Um time internacional de pesquisadores realizou o mais completo mapeamento dos efeitos previstos sobre os anfíbios anuros (sapos, rãs e pererecas) da combinação entre mais secas e o aquecimento do planeta. O estudo foi publicado na revista Nature Climate Change.
Amazônia e Mata Atlântica são as áreas que têm mais espécies e a maior probabilidade de os eventos de seca aumentarem, tanto na frequência quanto na intensidade ou duração. Isso deve prejudicar a fisiologia e o comportamento de inúmeras espécies. Esses biomas estão entre as regiões do planeta com maior diversidade de anfíbios do mundo, com muitas espécies que só ocorrem nessas localidades. O pesquisador Rafael Bovo, da Universidade da Califórnia, em Riverside, nos Estados Unidos , e um dos autores do estudo, destacou esses pontos.
A maior parte dos dados, inéditos para a ciência até então, foi coletada por Bovo durante o doutorado no Instituto de Biociências da Universidade Estadual Paulista (IB-Unesp), em Rio Claro, e o pós-doutorado no Instituto de Biociências da Universidade de São Paulo (IB-USP), ambos com bolsa da FAPESP.
O trabalho integra o projeto “Impactos das mudanças climáticas e ambientais sobre a fauna: uma abordagem integrativa”, apoiado pela FAPESP e coordenado por Carlos Navas, professor do IB-USP que também assina o estudo.
As previsões indicam que entre 6,6% e 33,6% dos hábitats dos anuros se tornarão mais áridos entre 2080 e 2100, a depender das emissões de gases de efeito estufa até lá. Num cenário moderado de emissões, em que as temperaturas aumentariam em 2 ºC, 15,4% desses locais estariam expostos a mais secas. Caso as emissões no fim do século cheguem a um nível alto, com aquecimento de até 4 ºC, mais de um terço (36%) desses hábitats serão submetidos a secas que podem ser devastadoras para os anfíbios anuros.
Na prática, num futuro 4 ºC mais quente, os anfíbios da Amazônia, América Central, Chile , norte dos Estados Unidos e Mediterrâneo europeu devem vivenciar um aumento de mais de quatro meses por ano na frequência de secas. Mesmo um aquecimento de 2 ºC, porém, deve aumentar a duração das secas entre um e quatro meses consecutivos por ano na maior parte das Américas, Europa , sul e centro da África e sul da Austrália.
Os pesquisadores constataram que algumas regiões áridas podem até dobrar as taxas de perda de água pelos sapos, rãs e pererecas.

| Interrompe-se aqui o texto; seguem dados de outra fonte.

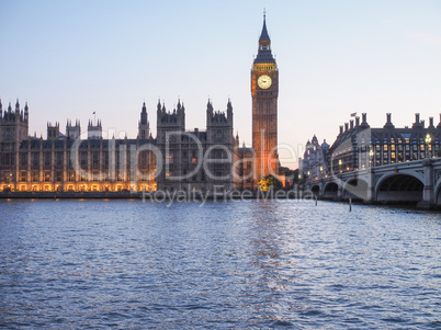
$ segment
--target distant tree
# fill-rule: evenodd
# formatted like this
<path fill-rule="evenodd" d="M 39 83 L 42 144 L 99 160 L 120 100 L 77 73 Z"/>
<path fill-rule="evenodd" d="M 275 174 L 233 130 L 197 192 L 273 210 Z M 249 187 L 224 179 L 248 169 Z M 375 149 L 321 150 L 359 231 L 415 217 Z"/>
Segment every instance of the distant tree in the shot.
<path fill-rule="evenodd" d="M 282 182 L 271 174 L 260 179 L 258 185 L 262 192 L 268 192 L 271 187 L 278 190 L 283 186 Z"/>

Assim como a combinação de seca e aquecimento pode dobrar também a redução do tempo de atividade desses animais, comparando com o que se espera apenas com o impacto do aquecimento sozinho.
Simulações biofísicas realizadas pelos pesquisadores apontaram que na parte tropical do planeta, que inclui Amazônia e parte da Mata Atlântica, o tempo de atividade se reduz em todos os cenários climáticos ao longo do ano.
Além das informações coletadas em campo e laboratório por Bovo, outra parte dos dados foi reunida e padronizada a partir da literatura científica existente. O processo durou cerca de três anos. Os pesquisadores agora trabalham para entender se algumas espécies têm plasticidade suficiente para se ajustar a ambientes mais áridos num curto prazo, ou mesmo se são capazes de se adaptar na escala evolutiva, ao longo de milhares de anos.